Это у нас старый спор. По моему мнению, человечество знает достаточно, чтобы судить, какое развитие исторически перспективно, а какое — нет. Майка же в этом сомневается, она утверждает, что мы знаем ничтожно мало. Мы вошли в соприкосновение с двенадцатью разумными расами, причем три из них — негуманоидные. В каких отношениях мы находимся с этими негуманоидами, сам Горбовский, наверное, не может сказать: вступили мы с ними в контакт или не вступили, а если вступили, то по обоюдному ли согласию или навязали им себя, а может быть, они вообще воспринимают нас не как братьев по разуму, а как редкостное явление природы, вроде необычных метеоритов. Вот с гуманоидами все ясно: из девяти гуманоидных рас только три согласились иметь с нами что-либо общее, да и то леонидяне, например, охотно делятся с нами своей информацией, а нашу, земную, очень вежливо, но решительно отвергают. Казалось бы, совершенно очевидная вещь: квази-органические механизмы гораздо рациональнее и экономичнее прирученных животных, но леонидяне от механизмов отказываются. Почему? Некоторое время мы спорили — почему, запутались, незаметно поменялись точками зрения (это у нас с Майкой бывает сплошь и рядом), и Майка, наконец, заявила, что все это вздор.
— Не в этом дело. Понимаешь ли ты, в чем состоит главная задача всякого контакта? — спросила она. — Понимаешь ли ты, почему человечество вот уже двести лет стремится к контактам, радуется, когда контакты удаются, горюет, когда ничего не получается?
Я, конечно, понимал.
— Изучение разума, — сказал я. — Исследование высшего продукта развития природы.

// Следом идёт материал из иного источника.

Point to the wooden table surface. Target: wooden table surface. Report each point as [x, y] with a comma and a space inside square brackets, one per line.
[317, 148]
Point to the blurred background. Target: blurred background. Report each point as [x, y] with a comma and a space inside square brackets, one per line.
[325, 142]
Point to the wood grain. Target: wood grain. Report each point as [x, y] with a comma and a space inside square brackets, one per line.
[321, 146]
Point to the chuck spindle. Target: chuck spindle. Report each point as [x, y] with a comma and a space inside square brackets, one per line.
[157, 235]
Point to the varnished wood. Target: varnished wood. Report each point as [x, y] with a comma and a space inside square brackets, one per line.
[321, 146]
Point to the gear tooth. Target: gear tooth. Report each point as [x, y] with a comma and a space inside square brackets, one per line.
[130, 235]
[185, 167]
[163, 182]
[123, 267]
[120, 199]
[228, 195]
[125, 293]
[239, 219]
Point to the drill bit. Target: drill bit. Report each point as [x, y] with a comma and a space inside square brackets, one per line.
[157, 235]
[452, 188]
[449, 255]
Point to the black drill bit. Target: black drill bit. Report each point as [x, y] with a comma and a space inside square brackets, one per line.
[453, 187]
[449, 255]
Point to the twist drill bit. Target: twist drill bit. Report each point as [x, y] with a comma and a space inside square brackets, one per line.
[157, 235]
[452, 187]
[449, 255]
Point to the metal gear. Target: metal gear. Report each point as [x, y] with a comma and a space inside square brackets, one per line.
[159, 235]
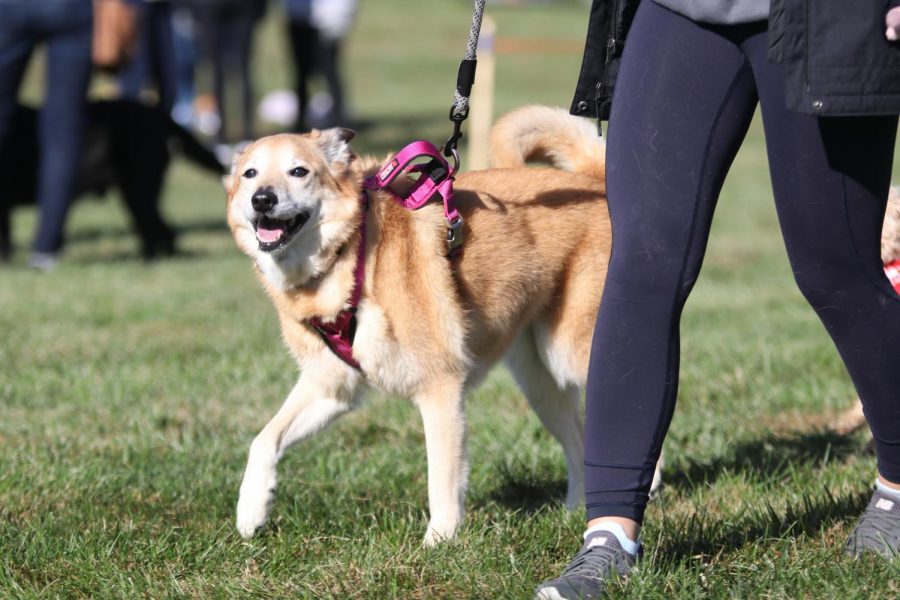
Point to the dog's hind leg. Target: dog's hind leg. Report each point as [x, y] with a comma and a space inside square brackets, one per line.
[444, 420]
[311, 406]
[557, 408]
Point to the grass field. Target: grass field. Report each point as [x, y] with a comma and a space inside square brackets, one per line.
[129, 394]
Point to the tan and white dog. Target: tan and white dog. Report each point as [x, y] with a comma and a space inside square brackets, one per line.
[853, 418]
[527, 287]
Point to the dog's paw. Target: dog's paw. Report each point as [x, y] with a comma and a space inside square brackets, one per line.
[253, 511]
[437, 533]
[255, 500]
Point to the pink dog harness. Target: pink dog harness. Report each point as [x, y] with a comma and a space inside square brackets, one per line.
[338, 335]
[435, 178]
[892, 270]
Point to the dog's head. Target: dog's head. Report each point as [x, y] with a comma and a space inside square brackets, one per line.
[293, 201]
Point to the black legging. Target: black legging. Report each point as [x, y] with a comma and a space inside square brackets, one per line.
[685, 96]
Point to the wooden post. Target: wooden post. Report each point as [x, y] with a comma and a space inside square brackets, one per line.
[482, 102]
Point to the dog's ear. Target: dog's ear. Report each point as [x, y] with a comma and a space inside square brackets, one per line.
[335, 144]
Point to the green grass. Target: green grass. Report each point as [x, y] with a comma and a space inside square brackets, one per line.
[129, 394]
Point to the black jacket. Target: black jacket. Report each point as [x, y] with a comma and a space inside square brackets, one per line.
[836, 58]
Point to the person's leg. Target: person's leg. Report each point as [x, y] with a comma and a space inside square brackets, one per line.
[61, 127]
[684, 99]
[161, 51]
[304, 40]
[244, 23]
[133, 76]
[16, 45]
[184, 50]
[329, 58]
[831, 178]
[212, 43]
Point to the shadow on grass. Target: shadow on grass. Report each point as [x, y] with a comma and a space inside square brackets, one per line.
[709, 535]
[771, 456]
[520, 489]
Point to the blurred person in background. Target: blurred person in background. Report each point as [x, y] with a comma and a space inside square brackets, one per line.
[225, 30]
[185, 50]
[317, 29]
[65, 27]
[154, 55]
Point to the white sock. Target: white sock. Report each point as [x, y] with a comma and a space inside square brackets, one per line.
[629, 545]
[886, 490]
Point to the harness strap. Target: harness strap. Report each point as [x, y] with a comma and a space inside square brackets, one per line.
[892, 270]
[435, 178]
[338, 335]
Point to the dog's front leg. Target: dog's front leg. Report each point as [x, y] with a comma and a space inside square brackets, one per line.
[444, 420]
[309, 408]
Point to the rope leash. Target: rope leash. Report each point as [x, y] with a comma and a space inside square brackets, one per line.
[465, 78]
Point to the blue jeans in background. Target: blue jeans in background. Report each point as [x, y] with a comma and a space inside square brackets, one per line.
[65, 26]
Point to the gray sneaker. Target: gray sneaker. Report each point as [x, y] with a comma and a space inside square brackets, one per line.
[601, 558]
[878, 530]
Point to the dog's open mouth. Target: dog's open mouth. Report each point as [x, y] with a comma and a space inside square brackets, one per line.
[274, 233]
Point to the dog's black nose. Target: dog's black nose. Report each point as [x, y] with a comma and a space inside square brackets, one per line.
[264, 200]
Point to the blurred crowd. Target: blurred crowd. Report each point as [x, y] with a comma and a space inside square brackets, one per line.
[159, 52]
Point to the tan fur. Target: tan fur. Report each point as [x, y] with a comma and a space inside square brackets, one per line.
[853, 418]
[527, 285]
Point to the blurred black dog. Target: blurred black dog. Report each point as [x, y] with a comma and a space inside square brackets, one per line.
[127, 145]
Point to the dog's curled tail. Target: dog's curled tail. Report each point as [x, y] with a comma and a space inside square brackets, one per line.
[547, 134]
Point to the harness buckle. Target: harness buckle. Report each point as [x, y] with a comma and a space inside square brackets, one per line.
[455, 236]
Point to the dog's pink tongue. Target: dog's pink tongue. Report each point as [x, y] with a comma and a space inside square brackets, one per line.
[269, 235]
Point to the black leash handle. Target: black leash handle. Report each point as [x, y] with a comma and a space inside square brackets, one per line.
[465, 78]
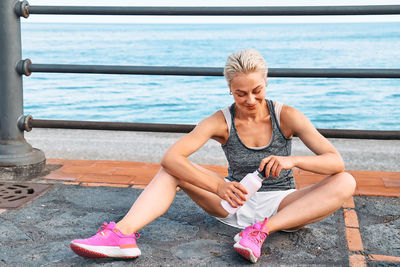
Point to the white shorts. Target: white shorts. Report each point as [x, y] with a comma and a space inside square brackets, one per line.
[257, 208]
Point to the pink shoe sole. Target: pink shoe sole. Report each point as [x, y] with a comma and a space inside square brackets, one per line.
[245, 252]
[91, 254]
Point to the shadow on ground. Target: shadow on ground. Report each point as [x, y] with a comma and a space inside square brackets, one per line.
[39, 234]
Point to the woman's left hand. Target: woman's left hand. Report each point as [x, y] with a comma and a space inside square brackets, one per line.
[274, 165]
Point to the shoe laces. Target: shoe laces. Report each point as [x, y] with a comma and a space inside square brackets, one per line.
[257, 236]
[104, 227]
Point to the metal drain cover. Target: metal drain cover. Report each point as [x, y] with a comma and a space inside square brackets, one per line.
[15, 195]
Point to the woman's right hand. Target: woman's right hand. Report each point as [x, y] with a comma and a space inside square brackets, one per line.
[233, 192]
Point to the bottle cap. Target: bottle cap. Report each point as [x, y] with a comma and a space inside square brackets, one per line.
[262, 173]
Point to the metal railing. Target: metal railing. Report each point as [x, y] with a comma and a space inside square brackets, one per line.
[15, 151]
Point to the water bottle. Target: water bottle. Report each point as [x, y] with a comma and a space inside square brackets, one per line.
[252, 182]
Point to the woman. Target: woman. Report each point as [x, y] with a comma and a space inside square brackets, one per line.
[254, 133]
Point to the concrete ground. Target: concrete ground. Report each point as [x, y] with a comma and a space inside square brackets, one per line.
[364, 232]
[39, 233]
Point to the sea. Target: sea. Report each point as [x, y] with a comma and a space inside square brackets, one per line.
[331, 103]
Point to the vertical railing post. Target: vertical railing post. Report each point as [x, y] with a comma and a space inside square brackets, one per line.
[18, 160]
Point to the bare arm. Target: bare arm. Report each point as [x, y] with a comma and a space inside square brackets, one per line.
[327, 159]
[176, 163]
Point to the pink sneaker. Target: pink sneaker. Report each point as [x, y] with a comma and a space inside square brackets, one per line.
[249, 241]
[108, 242]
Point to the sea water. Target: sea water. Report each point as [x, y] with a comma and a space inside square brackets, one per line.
[328, 103]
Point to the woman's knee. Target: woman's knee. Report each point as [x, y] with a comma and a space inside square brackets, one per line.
[346, 184]
[163, 174]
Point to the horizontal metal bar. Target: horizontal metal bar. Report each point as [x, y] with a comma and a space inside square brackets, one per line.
[115, 126]
[218, 11]
[205, 71]
[185, 128]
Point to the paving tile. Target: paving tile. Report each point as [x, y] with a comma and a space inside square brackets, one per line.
[71, 183]
[105, 184]
[377, 191]
[357, 261]
[354, 241]
[60, 175]
[349, 203]
[104, 178]
[379, 220]
[384, 258]
[391, 182]
[369, 183]
[350, 218]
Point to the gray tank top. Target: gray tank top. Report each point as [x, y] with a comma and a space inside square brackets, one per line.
[243, 160]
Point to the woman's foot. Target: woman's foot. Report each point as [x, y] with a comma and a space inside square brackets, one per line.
[249, 241]
[107, 242]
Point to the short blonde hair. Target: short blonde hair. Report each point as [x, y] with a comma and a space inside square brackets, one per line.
[244, 61]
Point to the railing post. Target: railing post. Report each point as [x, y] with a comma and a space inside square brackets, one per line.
[18, 160]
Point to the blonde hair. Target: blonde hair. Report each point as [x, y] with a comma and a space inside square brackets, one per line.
[244, 61]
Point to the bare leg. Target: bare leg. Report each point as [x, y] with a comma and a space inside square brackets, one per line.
[158, 196]
[313, 203]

— Это, в общем, верно, — сказала Майка, — но это только слова, потому что на самом-то деле нас интересует не проблема разума вообще, а проблема нашего, человеческого разума, иначе говоря, нас прежде всего интересуем мы сами. Мы уже пятьдесят тысяч лет пытаемся понять, что мы такое, но, глядя изнутри, эту задачу не решить, как невозможно поднять себя самого за волосы. Надо посмотреть на себя извне, чужими глазами, совсем чужими…
— А зачем это, собственно, нужно, — агрессивно осведомился я.

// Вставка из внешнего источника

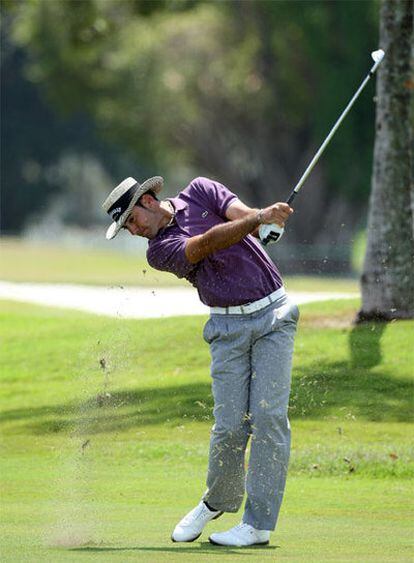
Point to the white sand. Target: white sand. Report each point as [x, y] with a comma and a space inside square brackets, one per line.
[128, 303]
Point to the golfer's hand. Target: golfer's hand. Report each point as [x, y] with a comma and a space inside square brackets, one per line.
[277, 213]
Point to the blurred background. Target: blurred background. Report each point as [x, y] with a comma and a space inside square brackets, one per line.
[243, 92]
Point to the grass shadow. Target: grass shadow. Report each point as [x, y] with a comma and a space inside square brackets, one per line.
[202, 548]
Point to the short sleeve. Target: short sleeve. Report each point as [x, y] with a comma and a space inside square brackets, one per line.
[215, 196]
[168, 255]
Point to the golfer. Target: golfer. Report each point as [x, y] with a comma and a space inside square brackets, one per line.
[208, 236]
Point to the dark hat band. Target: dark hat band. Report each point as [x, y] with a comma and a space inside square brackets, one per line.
[121, 204]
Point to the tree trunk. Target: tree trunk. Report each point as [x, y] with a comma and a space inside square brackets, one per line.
[388, 275]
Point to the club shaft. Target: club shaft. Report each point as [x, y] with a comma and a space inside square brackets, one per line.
[329, 137]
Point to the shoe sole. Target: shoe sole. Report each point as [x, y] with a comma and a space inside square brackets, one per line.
[230, 545]
[196, 538]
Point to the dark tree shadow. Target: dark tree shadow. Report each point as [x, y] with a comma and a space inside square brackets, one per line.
[201, 548]
[365, 344]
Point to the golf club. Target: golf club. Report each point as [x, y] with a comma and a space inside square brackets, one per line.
[272, 233]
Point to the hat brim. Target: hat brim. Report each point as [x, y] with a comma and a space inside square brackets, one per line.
[155, 184]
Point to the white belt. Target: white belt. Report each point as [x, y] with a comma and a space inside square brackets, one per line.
[249, 307]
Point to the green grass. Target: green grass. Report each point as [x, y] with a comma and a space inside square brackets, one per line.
[105, 429]
[32, 262]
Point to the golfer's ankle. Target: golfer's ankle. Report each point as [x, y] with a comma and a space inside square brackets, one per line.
[210, 507]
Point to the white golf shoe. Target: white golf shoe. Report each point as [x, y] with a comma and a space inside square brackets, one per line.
[191, 526]
[241, 535]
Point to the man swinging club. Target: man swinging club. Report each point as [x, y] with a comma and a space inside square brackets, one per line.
[207, 235]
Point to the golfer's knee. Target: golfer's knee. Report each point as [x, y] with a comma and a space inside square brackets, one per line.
[270, 421]
[231, 431]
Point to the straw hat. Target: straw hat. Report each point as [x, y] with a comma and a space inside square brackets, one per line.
[122, 199]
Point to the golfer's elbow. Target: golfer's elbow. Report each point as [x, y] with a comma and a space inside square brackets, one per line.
[197, 248]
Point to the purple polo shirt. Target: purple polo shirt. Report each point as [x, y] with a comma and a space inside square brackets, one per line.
[234, 276]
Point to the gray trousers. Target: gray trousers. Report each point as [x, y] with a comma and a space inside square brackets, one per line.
[251, 367]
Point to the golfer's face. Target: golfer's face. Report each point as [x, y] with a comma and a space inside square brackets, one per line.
[141, 222]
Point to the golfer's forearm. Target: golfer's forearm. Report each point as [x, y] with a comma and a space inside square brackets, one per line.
[221, 236]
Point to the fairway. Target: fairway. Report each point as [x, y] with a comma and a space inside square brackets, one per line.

— А затем, — веско сказала Майка, — что человечество становится галактическим. Вот как ты представляешь себе человечество через сто лет?
— Как представляю? — я пожал плечами. — Да так же, как ты… Конец биологической революции, преодоление галактического барьера, выход в нуль-мир… Ну, широкое распространение контактного видения, реализация п-абстракций…
— Я тебя не спрашиваю, как ты себе представляешь достижения человечества через сто лет. Я тебя спрашиваю, как ты представляешь себе само человечество через сто лет?
Я озадаченно поморгал. Я не улавливал разницы. Майка смотрела на меня победительно.
— Про идеи Комова слыхал? — спросила она. — Вертикальный прогресс и все такое прочее…
— Вертикальный прогресс? — что-то такое я вспоминал. Подожди… Это, кажется, Боровик, Микава… Да?
Она полезла в стол и принялась там копаться.
— Вот ты тогда плясал в баре со своей Танечкой, а Комов собирал в библиотеке ребят… На! — она протянула мне кристаллофон. — Послушай.
Я неохотно нацепил кристаллофон и стал слушать. Это было что-то вроде лекции, читал Комов, и запись начиналась с полуслова. Комов говорил неторопливо, просто, очень доступно, применяясь, по-видимому, к уровню аудитории. Он приводил много примеров, острил. Получалось у него примерно следующее.